Written by Erin Nust – Instagram: erin_nust


Young Tristan Jade had his eyes squeezed shut as he turned restlessly around in his bed. He wished desperately for a tsunami of sleep to drown him so that he could stop these dreadful thoughts. What time was it? He couldn’t exactly calculate, but he was sure it was long past his bedtime. The thought made his guilt worse; he should have been sleeping by now. Instead, he created horrifying stories with his mind. 

He sighed and turned with his back on the bed. A deep line appeared between his eyebrows and his irises wriggled restlessly, as if he was having a bad dream. Nope, not gonna happen.  

Tristan Jade suffered from “extremely vivid imagination,” as his grandmother told him the first time he ran to her bed after a nightmare about a monster without arms or legs that floated to harm him. It was five years ago, and he was only six then. 

He opened his eyes and looked at the ceiling. He wanted to sit up, take a walk in the bedroom, or even go downstairs and have a glass of cold water to bring him back to reality, but it was impossible. Fear, panic maybe, glued him to his blue sheets.  

A squeak echoed from the wooden closet. It was opposite to his bed, the first thing he faced if he sat up. His face wrinkled like a crumpled piece of paper before being thrown into a basket. He squeezed his eyes shut. He grabbed his covers and veiled his head under it. The warmth made him feel safer, but not enough to put himself back to sleep. Damn you, Nick.  

When George suggested sharing creepy stories for their “pajama party” at Herb’s house, Tristan knew it would be a terrible idea for his “extremely vivid imagination.” Unfortunately, he didn’t have the courage to be the only one to reject the suggestion. Excitement buzzed in the air and he wanted to be part of it.  

Everyone had a version of the typical haunted house or forest story; these couldn’t get the grasp of Tristan’s imagination, not that easily, but Nick had a real story and that was enough to keep him restless for nights. 

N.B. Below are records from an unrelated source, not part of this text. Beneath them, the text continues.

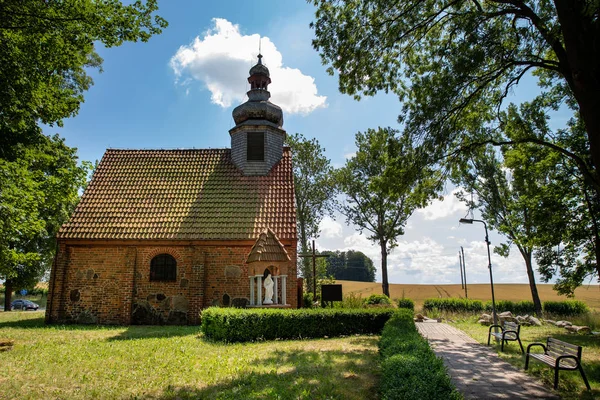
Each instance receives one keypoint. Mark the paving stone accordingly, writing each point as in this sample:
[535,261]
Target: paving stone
[476,370]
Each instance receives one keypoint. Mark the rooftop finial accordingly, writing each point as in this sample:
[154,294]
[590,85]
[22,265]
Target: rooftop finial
[259,51]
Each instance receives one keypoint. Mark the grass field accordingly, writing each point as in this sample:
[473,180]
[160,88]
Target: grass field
[590,294]
[571,385]
[160,362]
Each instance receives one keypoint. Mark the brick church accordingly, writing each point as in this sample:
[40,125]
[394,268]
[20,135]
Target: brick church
[160,234]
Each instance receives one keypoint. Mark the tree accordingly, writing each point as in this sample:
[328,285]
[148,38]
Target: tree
[453,62]
[570,244]
[384,183]
[38,192]
[314,189]
[511,187]
[351,266]
[47,47]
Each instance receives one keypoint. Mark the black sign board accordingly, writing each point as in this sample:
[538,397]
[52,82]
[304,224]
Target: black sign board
[331,292]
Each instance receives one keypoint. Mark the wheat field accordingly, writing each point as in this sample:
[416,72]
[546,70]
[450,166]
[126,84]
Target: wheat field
[590,294]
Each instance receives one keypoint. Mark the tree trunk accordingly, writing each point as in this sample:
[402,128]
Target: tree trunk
[384,285]
[537,304]
[306,270]
[7,294]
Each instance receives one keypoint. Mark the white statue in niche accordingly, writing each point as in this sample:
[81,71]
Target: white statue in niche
[268,284]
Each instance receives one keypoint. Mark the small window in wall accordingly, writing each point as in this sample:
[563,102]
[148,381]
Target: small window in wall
[256,146]
[163,268]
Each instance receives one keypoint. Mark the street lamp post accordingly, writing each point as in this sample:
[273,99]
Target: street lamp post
[487,241]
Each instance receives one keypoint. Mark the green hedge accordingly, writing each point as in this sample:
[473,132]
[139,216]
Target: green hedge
[566,308]
[378,299]
[516,307]
[410,369]
[453,305]
[244,325]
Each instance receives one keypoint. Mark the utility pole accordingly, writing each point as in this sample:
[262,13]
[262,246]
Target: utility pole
[464,272]
[314,256]
[462,282]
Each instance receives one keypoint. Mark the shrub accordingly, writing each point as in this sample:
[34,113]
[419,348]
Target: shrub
[378,299]
[410,369]
[351,300]
[453,305]
[516,307]
[307,300]
[406,303]
[243,325]
[568,308]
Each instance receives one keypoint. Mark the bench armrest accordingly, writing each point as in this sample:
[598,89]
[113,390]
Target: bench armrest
[558,359]
[536,344]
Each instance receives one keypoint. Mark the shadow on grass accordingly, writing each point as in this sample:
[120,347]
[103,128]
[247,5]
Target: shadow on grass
[29,323]
[296,375]
[134,332]
[129,333]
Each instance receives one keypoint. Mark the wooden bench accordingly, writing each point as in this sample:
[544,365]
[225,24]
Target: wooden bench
[559,355]
[509,332]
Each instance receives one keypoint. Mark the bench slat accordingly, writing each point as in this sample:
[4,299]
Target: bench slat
[556,342]
[551,361]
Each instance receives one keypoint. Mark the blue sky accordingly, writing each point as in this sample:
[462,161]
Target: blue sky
[178,91]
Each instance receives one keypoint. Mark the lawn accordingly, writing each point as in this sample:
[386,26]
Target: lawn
[571,385]
[156,362]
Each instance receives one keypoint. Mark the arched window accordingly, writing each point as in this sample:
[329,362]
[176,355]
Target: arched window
[163,268]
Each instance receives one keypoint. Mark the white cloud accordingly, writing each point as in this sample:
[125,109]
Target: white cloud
[449,206]
[221,60]
[330,228]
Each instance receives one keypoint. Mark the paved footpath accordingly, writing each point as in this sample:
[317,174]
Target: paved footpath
[477,370]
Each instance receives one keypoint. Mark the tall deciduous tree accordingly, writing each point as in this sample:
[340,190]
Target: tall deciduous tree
[384,183]
[570,244]
[453,62]
[350,265]
[47,47]
[38,192]
[315,191]
[511,188]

The strange thing was that he already had grasps and glimpses of the Atkinson story, even before Nick narrated with such vigor. Tristan heard his grandmother talking on the phone with her best friend, Lisa, about Benjamin Atkinson who—in an outburst of absolute raging madness—killed his wife and his five-year-old daughter. He didn’t learn these details from his grandmother of course, but everyone in Astus talked about the tragedy for a month or so.  

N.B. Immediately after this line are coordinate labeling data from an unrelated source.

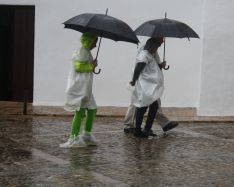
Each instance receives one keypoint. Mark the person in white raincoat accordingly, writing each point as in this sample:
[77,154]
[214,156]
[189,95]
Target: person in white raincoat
[160,117]
[79,97]
[149,86]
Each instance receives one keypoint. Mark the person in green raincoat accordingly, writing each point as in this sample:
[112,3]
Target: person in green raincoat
[79,97]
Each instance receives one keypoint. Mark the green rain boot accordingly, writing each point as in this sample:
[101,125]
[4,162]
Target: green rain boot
[88,138]
[74,140]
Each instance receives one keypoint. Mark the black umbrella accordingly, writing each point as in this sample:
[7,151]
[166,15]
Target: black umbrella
[103,26]
[165,28]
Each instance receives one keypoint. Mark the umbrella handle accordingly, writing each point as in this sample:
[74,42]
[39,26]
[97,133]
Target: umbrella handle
[166,68]
[99,71]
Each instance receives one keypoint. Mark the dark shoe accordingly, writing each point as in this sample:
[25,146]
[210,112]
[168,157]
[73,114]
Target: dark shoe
[140,134]
[151,133]
[129,129]
[170,126]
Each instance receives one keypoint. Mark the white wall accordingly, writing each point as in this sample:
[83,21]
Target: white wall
[54,45]
[186,85]
[217,78]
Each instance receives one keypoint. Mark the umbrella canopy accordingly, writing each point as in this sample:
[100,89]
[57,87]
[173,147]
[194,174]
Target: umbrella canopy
[166,28]
[102,25]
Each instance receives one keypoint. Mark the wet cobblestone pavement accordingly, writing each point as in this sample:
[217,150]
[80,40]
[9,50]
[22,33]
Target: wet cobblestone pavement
[193,154]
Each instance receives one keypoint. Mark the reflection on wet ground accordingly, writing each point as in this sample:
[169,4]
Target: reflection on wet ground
[193,154]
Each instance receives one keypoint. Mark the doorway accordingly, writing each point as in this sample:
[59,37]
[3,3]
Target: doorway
[16,52]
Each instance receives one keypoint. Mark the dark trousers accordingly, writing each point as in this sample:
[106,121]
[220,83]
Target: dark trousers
[140,112]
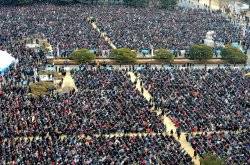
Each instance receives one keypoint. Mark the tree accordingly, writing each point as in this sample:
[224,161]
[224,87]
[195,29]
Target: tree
[136,3]
[211,159]
[82,56]
[164,55]
[123,55]
[201,52]
[41,88]
[233,55]
[168,4]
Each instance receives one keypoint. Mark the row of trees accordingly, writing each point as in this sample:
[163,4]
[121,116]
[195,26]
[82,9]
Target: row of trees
[134,3]
[197,52]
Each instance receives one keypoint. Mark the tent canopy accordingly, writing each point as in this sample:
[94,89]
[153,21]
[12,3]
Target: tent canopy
[5,60]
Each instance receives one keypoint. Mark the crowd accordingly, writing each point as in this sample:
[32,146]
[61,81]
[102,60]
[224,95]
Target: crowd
[177,29]
[233,147]
[72,150]
[114,106]
[201,100]
[106,101]
[65,27]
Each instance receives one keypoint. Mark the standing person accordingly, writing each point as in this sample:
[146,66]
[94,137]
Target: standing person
[195,153]
[178,131]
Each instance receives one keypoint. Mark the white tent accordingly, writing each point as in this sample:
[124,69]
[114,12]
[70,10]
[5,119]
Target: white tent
[5,60]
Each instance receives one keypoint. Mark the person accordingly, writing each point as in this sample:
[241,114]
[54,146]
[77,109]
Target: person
[195,154]
[178,132]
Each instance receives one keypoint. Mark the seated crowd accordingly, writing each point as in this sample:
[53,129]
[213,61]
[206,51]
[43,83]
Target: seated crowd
[72,150]
[65,27]
[196,100]
[233,147]
[106,101]
[176,29]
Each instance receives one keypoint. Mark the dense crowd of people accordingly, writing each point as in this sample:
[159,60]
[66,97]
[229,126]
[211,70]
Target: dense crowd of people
[199,100]
[72,150]
[65,27]
[176,30]
[233,147]
[106,102]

Nick’s version wasn’t just about a crazy man that came home and killed his family. Nick’s story included more hair-raising details, like the fact that Atkinson believed his daughter’s teddy bear made him murder them (and then kill himself), that he was an alcoholic, and that he had decided he would live with their rotting corpses in his house. Nick said that everything was true. He knew these details first-hand because his father was a cop and he was involved in the case.  

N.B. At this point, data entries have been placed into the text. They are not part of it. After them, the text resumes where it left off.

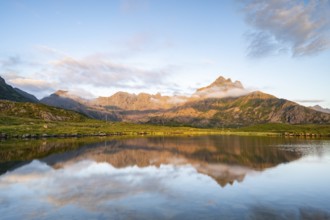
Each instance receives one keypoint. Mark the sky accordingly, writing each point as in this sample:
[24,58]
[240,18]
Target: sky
[96,48]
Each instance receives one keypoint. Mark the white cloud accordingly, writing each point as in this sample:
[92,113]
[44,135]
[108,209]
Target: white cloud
[301,27]
[31,84]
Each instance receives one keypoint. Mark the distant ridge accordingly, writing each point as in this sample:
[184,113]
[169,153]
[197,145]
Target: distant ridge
[222,103]
[7,92]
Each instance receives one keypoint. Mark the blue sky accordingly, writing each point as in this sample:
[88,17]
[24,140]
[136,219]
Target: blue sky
[96,48]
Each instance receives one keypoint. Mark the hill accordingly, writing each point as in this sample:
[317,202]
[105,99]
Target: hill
[223,103]
[7,92]
[37,111]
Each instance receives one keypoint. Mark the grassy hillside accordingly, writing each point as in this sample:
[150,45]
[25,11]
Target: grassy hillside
[7,92]
[37,111]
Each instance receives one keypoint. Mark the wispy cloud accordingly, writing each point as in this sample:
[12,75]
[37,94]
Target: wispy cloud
[309,100]
[300,27]
[35,85]
[101,72]
[11,61]
[130,6]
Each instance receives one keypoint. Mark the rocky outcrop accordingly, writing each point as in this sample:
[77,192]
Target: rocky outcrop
[223,103]
[7,92]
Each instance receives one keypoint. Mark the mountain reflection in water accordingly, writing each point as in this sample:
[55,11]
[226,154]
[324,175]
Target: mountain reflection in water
[156,177]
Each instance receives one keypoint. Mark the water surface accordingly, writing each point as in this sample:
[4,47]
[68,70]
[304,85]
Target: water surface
[207,177]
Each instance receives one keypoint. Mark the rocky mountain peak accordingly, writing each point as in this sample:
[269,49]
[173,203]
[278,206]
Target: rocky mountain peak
[61,92]
[223,83]
[2,80]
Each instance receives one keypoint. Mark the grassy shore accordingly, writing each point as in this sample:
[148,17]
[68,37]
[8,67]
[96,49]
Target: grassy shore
[13,127]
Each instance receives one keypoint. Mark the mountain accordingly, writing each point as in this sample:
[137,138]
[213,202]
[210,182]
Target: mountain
[7,92]
[65,100]
[27,95]
[253,108]
[320,109]
[37,111]
[223,103]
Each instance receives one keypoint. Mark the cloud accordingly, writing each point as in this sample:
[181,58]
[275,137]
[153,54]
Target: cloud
[300,27]
[309,100]
[101,72]
[91,187]
[35,85]
[11,62]
[130,6]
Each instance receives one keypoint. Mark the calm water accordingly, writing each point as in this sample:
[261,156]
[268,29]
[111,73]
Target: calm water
[210,177]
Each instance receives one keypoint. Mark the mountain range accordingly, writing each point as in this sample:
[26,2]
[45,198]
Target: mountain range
[223,103]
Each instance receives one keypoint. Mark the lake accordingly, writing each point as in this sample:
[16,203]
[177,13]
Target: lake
[203,177]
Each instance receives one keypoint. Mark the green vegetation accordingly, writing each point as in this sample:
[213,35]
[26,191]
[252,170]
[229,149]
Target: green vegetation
[27,127]
[30,120]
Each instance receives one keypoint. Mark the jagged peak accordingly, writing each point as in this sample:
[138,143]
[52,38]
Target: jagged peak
[61,92]
[260,95]
[224,83]
[2,80]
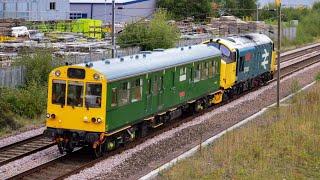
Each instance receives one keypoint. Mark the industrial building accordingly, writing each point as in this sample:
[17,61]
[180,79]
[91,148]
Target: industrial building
[35,10]
[126,10]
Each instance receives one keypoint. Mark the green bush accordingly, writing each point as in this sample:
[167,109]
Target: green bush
[180,9]
[155,34]
[29,101]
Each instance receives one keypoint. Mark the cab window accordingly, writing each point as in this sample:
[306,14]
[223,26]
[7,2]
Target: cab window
[136,90]
[58,92]
[75,94]
[93,95]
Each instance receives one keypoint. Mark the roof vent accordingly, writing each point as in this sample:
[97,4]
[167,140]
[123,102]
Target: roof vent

He was even more terrified by the fact that Tristan knew where the Atkinson house was located. He and the gang could go and visit it, breathe some of its air or touch its decaying bricks. He was very much afraid that, in an explosion of excitement, someone might suggest a visit and Tristan would have to share their feelings and follow them. 

There were sounds in the house that he would’ve recognized as normal if his mind wasn’t captured by the Atkinson story. He was afraid that, at any moment, the door would open and an angry man—followed by the smell of alcohol and tobacco—would burst into his bedroom with a belt in his hand to beat him until his breath would stop.  

So he closed his eyes and concentrated on a happier place, as his granny taught him that first night. He closed his eyes and remembered; he remembered the smell of peach perfume and the silk touch of long brown hair; he remembered the soft texture of his mother’s sweater and the strong hug of his father’s arms. A faint smile eradicated the strong line between his eyebrows, and it floated on his sweet, young face. The sounds in the background went away, the image of Atkinson just a shadow now, and he stood in a shiny spot with a female and a male figure, who held him and protected him from his “extremely vivid imagination.”

Sleep, sweet and soft, took him away without Tristan realizing it. It would be morning soon.